The corporate regulator has given financial services firms an extra seven months to update their disclosure documents to meet new requirements introduced when the AFCA regime commences in November.
ASIC has granted disclosure relief to financial firms, including superannuation funds, until 1 July 2019 to give them time to update their disclosure documents with the contact details of the Australian Financial Complaints Authority (AFCA).
AFCA is the new 'one-stop shop' external dispute resolution body (EDR) that will replace FOS, CIO and the Superannuation Complaints Tribunal on 1 November 2018.
The new body received authorisation from the government on 3 May 2018 and will be chaired by former Liberal frontbencher Helen Coonan.
Under the new regime, ASIC will require financial firms to inform their clients about AFCA's new details by 1 November 2018.
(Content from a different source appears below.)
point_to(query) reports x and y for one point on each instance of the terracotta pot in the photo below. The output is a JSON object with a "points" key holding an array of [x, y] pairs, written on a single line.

The disclosure relief announced on 31 May 2018 will give affected firms an additional seven months (until 1 July 2019) to update their EDR details to refer to AFCA.
Firms will have to update their disclosure documents, periodic statements and exit statements.
In addition, financial companies will not have to issue significant event notifications under s1017B of the Corporations Act associated with the transition to AFCA under the ASIC relief.
ASIC has also amended Regulatory Guide 165 'Licensing: Internal and external dispute resolution' to require information about predecessor schemes and AFCA to be provided to complainants from 21 September 2018.
"ASIC will continue to work with all EDR scheme stakeholders to ensure that the transition to AFCA is as smooth as possible for both financial firms and consumers," the regulator said in a statement.